BRCA Variant with Conflicting CAVA and other annotation results

[Sally Guthrie]

I ran CAVA on the 1000 Genomes whole genome sequences (ftp://ftp-trace.ncbi.nih.gov/1000genomes/ftp), and found that HG02147 had a complex variant that CAVA and other annotation pipelines annotated differently. I thought this might be an interesting variant for CAVA developers.

The variant:
#CHROM POS  ID REF ALT QUAL FILTER INFO 

13 32913957 . ATA TAT .        . AN=2;AC=1;CGA_FI=675|NM_000059.3|BRCA2|CDS|NONSENSE;TYPE=Complex;ENST=ENST00000380152;GENE=BRCA2;TRINFO=+/83.7kb/27/10.9kb;LOC=Ex11;CSN=c.5465_5467delinsTAT_p.Asn1822_Tyr3417del;CLASS=IF;SO=.;IMPACT=2;ALTANN=.;ALTCLASS=.;ALTSO=.;DBSNP=.

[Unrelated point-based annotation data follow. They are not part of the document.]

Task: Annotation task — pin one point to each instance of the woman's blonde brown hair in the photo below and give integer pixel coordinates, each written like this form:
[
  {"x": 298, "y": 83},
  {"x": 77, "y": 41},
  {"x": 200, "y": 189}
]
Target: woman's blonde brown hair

It appears CAVA annotated this variant as an inframe insertion/deletion.

Annotating this genome with GET-Evidence, an annotation pipeline developed by the Harvard Personal Genome Project, this variant is classified as a missense followed by a stop-gain mutation (NK1822I*).

[Elise Ruark]

Thank you very much for reporting this. It does appear to be a bug for indels which result in a stop and also change the amino acid sequence upstream of the new stop codon. We are now working on fixing this so that the protein level annotation is consistent with the nomenclature, i.e. p.Asn1822_Lys1823delinsIleX. The class will also then become SG (stop-gain) with the correct SO term.